ESPN 51th Annual Meeting

ESPN 2018

Burosumab, a Fully Human Anti-FGF23 Monoclonal Antibody, for X-Linked Hypophosphatemia (XLH): Results from Two Phase 2 Trials in Affected Children 1-12 Years Old
William VantHoff 1 Michael P. Whyte 2 Erik Imel 3 Anthony A. Portale 4 Annemieke Boot 5 Wolfgang Hogler 6 Agnes Linglart 7 Raja Padidela 8 Gary S. Gottesman 2 Meng Mao 9 Alison Skrinar 9 Javier San Martin 9 Thomas O. Carpenter 10

1- Great Ormond Street Hospital, London, UK
2- Shriners Hospitals for Children, St Louis, MO, USA
3- Indiana University School of Medicine, Indianapolis, IN, USA
4- University of California, San Francisco, San Francisco, California, CA, USA
5- University of Groningen, Groningen, Netherlands
6- Birmingham Childrens Hospital, Birmingham, UK
7- APHP Hôpital Bicêtre Paris Sud
8- Royal Manchester Childrens Hospital, Manchester, UK
9- Ultragenyx Pharmaceutical Inc., Novato, California, USA
10- Yale School of Medicine, New Haven, CT, USA

 We investigated the efficacy and safety of subcutaneous burosumab, a fully human monoclonal antibody against FGF23, in children with XLH in two Phase 2 studies.

Material and methods:

In CL201, 52 children with XLH (5-12 years old, Tanner ≤ 2) were randomized 1:1 to receive burosumab every two (Q2W) or four (Q4W) weeks, with doses titrated up to 2 mg/kg to target fasting serum phosphorus levels within 1.1-1.6 mmol/L. In CL205, 13 children with XLH (1-4 years old) received burosumab 0.8 mg/kg Q2W, increased to 1.2 mg/kg based on serum phosphorus levels. 

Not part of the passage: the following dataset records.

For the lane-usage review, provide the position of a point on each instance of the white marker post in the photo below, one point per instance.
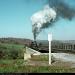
(49, 39)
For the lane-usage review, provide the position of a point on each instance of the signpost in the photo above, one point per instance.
(49, 39)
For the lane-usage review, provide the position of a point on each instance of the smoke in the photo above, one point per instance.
(46, 17)
(62, 8)
(42, 19)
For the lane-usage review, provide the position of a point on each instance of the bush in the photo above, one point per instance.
(13, 53)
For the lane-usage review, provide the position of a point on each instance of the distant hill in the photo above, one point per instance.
(15, 41)
(28, 41)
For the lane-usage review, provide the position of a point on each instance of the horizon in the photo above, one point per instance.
(15, 21)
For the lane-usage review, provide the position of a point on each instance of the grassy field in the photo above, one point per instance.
(18, 66)
(37, 64)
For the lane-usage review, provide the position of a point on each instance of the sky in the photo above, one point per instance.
(15, 20)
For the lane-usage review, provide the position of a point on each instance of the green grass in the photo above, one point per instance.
(40, 58)
(13, 66)
(9, 46)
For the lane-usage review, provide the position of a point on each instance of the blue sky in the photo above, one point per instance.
(15, 20)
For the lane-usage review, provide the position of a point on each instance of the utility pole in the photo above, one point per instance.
(49, 39)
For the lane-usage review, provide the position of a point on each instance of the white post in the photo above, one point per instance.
(49, 39)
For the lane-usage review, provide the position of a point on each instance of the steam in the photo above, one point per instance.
(42, 19)
(50, 13)
(63, 9)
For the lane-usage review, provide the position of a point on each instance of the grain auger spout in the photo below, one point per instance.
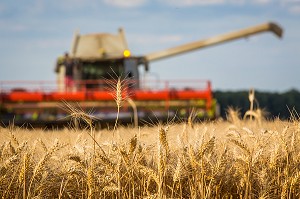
(244, 33)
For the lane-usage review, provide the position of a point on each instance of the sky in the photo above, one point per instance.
(33, 33)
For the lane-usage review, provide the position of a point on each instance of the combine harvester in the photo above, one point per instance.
(98, 60)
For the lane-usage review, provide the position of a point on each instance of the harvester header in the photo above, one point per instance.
(94, 63)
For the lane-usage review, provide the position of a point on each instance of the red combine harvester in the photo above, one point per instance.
(92, 67)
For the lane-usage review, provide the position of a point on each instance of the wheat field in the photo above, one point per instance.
(236, 158)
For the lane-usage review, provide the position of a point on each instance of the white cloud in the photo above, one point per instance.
(262, 2)
(295, 9)
(194, 2)
(125, 3)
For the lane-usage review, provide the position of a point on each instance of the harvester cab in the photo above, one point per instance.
(98, 59)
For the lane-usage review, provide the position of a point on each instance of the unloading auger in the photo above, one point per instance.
(97, 60)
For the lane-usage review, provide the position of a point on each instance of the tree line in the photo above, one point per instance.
(276, 105)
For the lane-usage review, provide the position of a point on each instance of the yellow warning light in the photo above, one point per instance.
(126, 53)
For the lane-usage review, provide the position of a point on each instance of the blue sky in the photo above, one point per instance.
(34, 32)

Results are reported for Q2W-treated subjects (CL201 n=26; CL205 n=13). Collectively, 95% of subjects had prior conventional therapy. Rickets was evident at baseline in both studies (mean ± SE Thacher Rickets Severity Score [RSS]: CL201, 1.9 ± 0.2; CL205, 2.9 ± 0.4). At week 64, Total RSS fell by 58% CL201 and by 69% in CL205 (both p<0.0001). Mean (SD) dose (mg/kg) at week 64 was 1.04 (0.48) and 0.93 (0.18) for CL201 and CL205, respectively. Mean (SD) serum phosphorus (mmol/L) increased from 0.8 (0.1) at baseline to 1.1 (0.1) at week 64 in CL201 (p<0.0001); and from 0.8 (0.1) to 1.1 (0.2) in CL205 (p<0.0001). Mean alkaline phosphatase (U/L) decreased from 462 U/L at baseline to 354 U/L at week 64 in CL201 (p<0.0001); and from 549 to 334 in CL205 (p<0.0001). One subject in each study experienced a serious adverse event: hospitalization for fever/muscle pain that resolved within a day (CL201) and a dental abscess (CL205). Other adverse events were generally mild to moderate in severity. No clinically meaningful changes in calcium or iPTH were observed. No subjects discontinued the study or developed hyperphosphatemia. 


 Children with XLH, administered burosumab Q2W showed significant improvements in phosphate homeostasis and rickets that were maintained for over a year.